# JBuilderX unter Linux



## icy_wiener (19. Mai 2004)

Hi,

 ich hab folgendes Problem:
 Wenn ich im Jbuilder ein Programm schreibe und es ausführen möchte erhalte ich folgende Fehlermeldung: "/usr/local/share/JbuilderX/jdk1.4/bin/java -classpath "/home/maverick/jbproject/Java-Buch/classes:/usr/local/share/JbuilderX/jdk1.4/demo/jfc/Java2D/Java2Demo.jar:
/usr/local/share/JbuilderX/jdk1.4/demo/plugin/jfc/Java2D/Java2Demo.jar:
/usr/local/share/JbuilderX/jdk1.4/jre/lib/ext/sunjce_provider.jar:/usr/local/share/JbuilderX/jdk1.4/jre/lib/ext/dnsns.jar:
/usr/local/share/JbuilderX/jdk1.4/jre/lib/ext/ldapsec.jar:/usr/local/share/JbuilderX/jdk1.4/jre/lib/ext/localedata.jar:
/usr/local/share/JbuilderX/jdk1.4/jre/lib/sunrsasign.jar:/usr/local/share/JbuilderX/jdk1.4/jre/lib/jce.jar:
/usr/local/share/JbuilderX/jdk1.4/jre/lib/im/indicim.jar:/usr/local/share/JbuilderX/jdk1.4/jre/lib/im/thaiim.jar:
/usr/local/share/JbuilderX/jdk1.4/jre/lib/jsse.jar:/usr/local/share/JbuilderX/jdk1.4/jre/lib/charsets.jar:
/usr/local/share/JbuilderX/jdk1.4/jre/lib/plugin.jar:/usr/local/share/JbuilderX/jdk1.4/jre/lib/rt.jar:
/usr/local/share/JbuilderX/jdk1.4/jre/javaws/javaws.jar:/usr/local/share/JbuilderX/jdk1.4/lib/dt.jar:
/usr/local/share/JbuilderX/jdk1.4/lib/htmlconverter.jar:/usr/local/share/JbuilderX/jdk1.4/lib/tools.jar" 
java
Exception in thread "main" java.lang.NoClassDefFoundError: java"

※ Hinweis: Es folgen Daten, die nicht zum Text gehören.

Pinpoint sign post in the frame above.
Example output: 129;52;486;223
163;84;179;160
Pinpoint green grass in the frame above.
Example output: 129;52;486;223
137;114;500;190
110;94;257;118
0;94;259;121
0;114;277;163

 Kann damit leider nix anfangen. Hab zwar schon gegoogelt, find aber nur Lösungsvorschlage für Windows. Da ist häufig vom setzen eines CLASSPATH die Rede, aber das wird ja schon beim Aufruf des Compillers erledigt.
 Fehler im Programm können es nicht sein, wenn ich den Quelltext in Kate oder mit Eclipse ausführe, geht alles gut.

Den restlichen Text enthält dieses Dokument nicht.